日常の仕事で出てくる国際化

監事の税理士の森本進です。新型コロナウィルスが発生してもう丸二年が経ち、この間真新しい出来事があまりないため、今回は私の専門に絡む税務に係わる国際化について書かせて頂きます。

日本の相続税は、基礎控除を超える方だけが申告する必要があります。現在の基礎控除は、「3,000万+600万×法定相続人の数」となっており、例えば、母が亡くなり、相続人が子二人だけの場合には、4,200万を超える財産を母が持っていれば、税務署に申告する必要があります。

相続税の申告をする場合、相続人が協力し合って申告作業を進めるのですが、ここ最近増えたのが、相続人(子)が海外にいるケースです。
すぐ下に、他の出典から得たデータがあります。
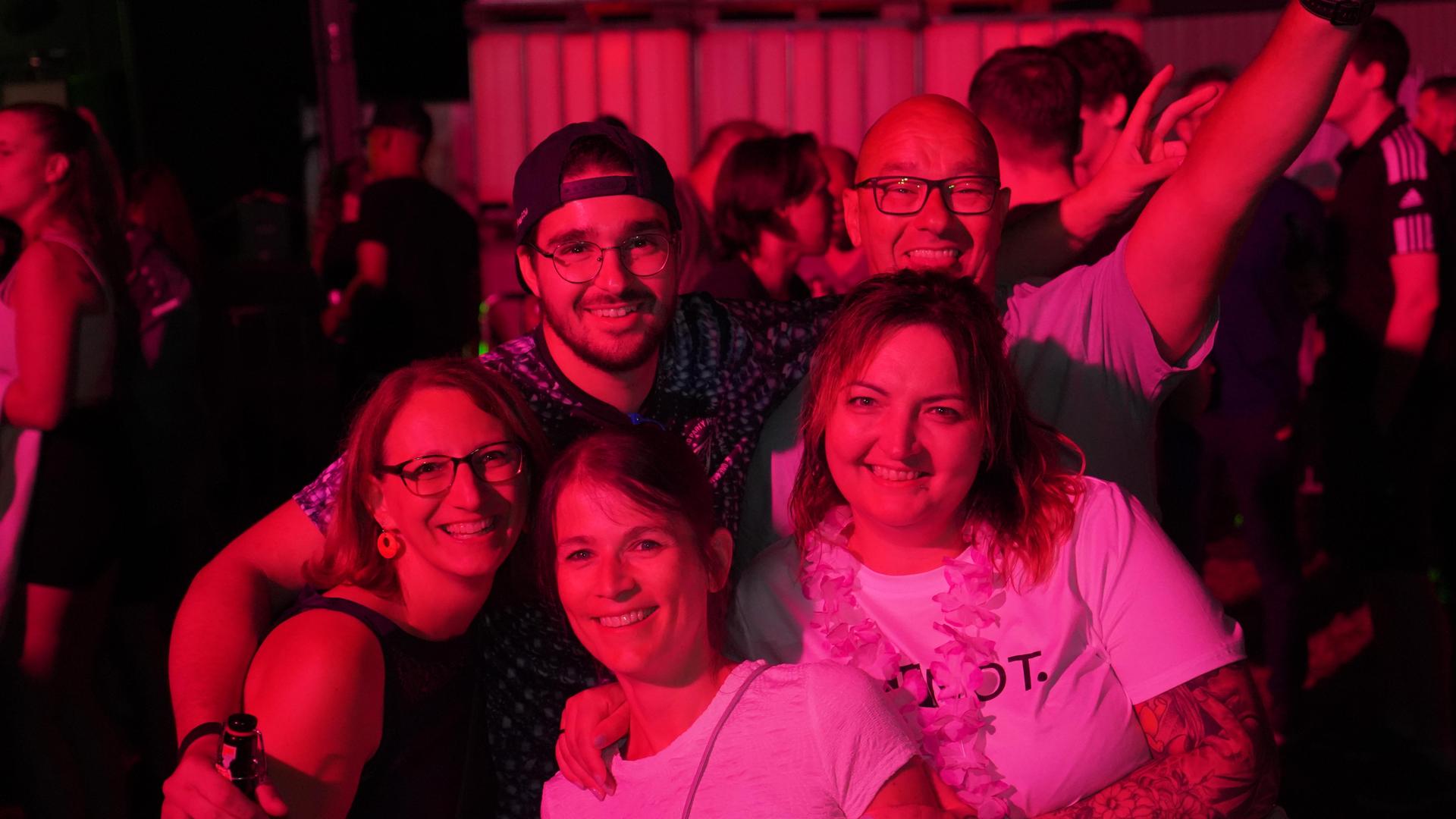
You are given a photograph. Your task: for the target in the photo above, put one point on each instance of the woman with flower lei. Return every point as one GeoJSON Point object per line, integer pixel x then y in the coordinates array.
{"type": "Point", "coordinates": [1049, 645]}
{"type": "Point", "coordinates": [1036, 630]}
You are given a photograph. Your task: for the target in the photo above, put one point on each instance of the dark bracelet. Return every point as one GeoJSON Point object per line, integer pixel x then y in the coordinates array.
{"type": "Point", "coordinates": [197, 733]}
{"type": "Point", "coordinates": [1340, 12]}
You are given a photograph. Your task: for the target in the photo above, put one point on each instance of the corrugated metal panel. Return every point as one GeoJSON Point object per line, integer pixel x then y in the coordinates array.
{"type": "Point", "coordinates": [672, 86]}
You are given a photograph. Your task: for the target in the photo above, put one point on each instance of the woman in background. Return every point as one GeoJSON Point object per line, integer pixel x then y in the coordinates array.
{"type": "Point", "coordinates": [770, 209]}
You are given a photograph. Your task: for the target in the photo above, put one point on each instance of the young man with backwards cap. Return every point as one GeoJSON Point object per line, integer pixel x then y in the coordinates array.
{"type": "Point", "coordinates": [598, 242]}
一番多いのは、やはりアメリカですが、それ以外にもインド、チリなどのケースがありました。相続税の申告は、亡くなってから10ヶ月以内にしなければなりません。子が海外在住者の場合も例外はなく、他の相続人と連携して、期限内に終わらせる必要があります。ここ数年、スカイプ等を利用して打ち合わせができるようになったため、だいぶスムーズに申告作業を進められるようになりました。

ただ、どうしても出てくる大変な作業が、遺産分割協議書の作成になります。この遺産分割協議書がなければ、相続税の申告ができないだけでなく、不動産の名義変更や銀行預金の払い戻しもすることできません。普通は、相続人が署名、実印を押印し、印鑑証明書を添付して完成させるのですが、海外在住で日本の住民登録を抹消している場合には、この印鑑証明書がありません。この印鑑証明書の代わりに必要になるのが、「サイン証明」です。遺産分割協議書の現物を現地の日本大使館や領事館に持参し、領事の面前で遺産分割協議書に署名して捺印を押します。この遺産分割協議書に領事作成のサイン証明書をくっつけその部分に領事の割り印をして、印鑑証明書の代わりとします。

大変なのは、大使館または領事館に行かなければならないことです。アメリカなど国土が大きな国になると、飛行機で行かなければならない相続人もいました。亡くなってから10ヶ月以内には、遺産分割協議書を作成し申告を完了させなければならいため、相続人が海外在住の場合には、より一層のスケジュール管理が必要となります。

この間、相続税申告に関して一点改善された点があります。それは、令和1年10月より、電子申告が可能となった点です。それ以前は、相続税の申告書についても、海外に郵送し、海外在住者の署名、押印、日本への返送が必要でしたが、それ以降は、税理士が海外在住者の了承を得れば、代理で電子申告をすることが出来るようになりました。

相続税に関して国際化の観点から記しましたが、「サイン証明」だけは、今でも大変な作業として残っています。これだけ国際化が進み、海外で活躍している日本人が増えている現状を考えると、何らかの対応が必要だと思っています。